Intel released a preview of what’s to come this week at the Hot Chips 34 tech conference, and there’s a good bit to get hyped over, in addition to some potentially troublesome signs. We can look forward to hearing all about Intel’s fancy tile-based next-gen CPU processors, with presentations on Meteor Lake, Lunar Lake, and Arrow Lake. What’s questionable is the amount of Intel 4 silicon that will actually go into these chips.
Intel put out an official press release but shared additional details early with Tom’s Hardware. According to the information, Meteor Lake is still on track for a 2023 release and will be Intel’s most advanced CPU design yet.

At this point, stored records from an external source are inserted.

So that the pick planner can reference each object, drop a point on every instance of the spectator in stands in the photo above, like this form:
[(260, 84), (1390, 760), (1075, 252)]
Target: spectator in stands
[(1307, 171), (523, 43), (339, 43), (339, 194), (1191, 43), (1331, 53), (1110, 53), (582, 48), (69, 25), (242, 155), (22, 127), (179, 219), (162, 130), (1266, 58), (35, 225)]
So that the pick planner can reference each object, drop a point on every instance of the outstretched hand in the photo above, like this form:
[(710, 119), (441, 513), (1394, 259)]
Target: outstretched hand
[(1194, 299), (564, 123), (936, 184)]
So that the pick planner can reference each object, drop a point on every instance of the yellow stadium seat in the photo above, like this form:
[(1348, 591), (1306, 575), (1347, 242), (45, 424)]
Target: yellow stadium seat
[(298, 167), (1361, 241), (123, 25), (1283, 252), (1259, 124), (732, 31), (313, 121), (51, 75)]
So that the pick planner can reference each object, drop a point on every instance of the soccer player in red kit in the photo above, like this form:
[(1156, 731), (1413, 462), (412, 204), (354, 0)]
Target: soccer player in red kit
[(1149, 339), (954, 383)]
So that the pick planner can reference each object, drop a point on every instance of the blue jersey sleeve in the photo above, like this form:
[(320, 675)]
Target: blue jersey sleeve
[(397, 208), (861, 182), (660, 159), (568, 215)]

Performance where it counts
Meteor Lake CPUs will be composed of a CPU, GPU, IO, and SOC tile combined via Intel’s Foveros packaging tech to create a disaggregated chip. The idea behind this is to mix and match different densities of silicon based on what parts need the best performance. Using multiple tiles, or individual dies, to operate in a unified way will allow Intel to control costs while still stepping performance where it counts, like the CPU cores. This is because the more advanced, denser nodes cost significantly more to produce.
In theory, it’s a smart approach that will also let Intel do new things with smaller chips joined together while mitigating the complications and higher defect rates that come with producing large monolithic chips in the traditional fashion. Provided the new tech works as intended in the public computing ecosystem, it’s a strategy that should pay off. The capabilities of Meteor Lake are not the matter of question here, though.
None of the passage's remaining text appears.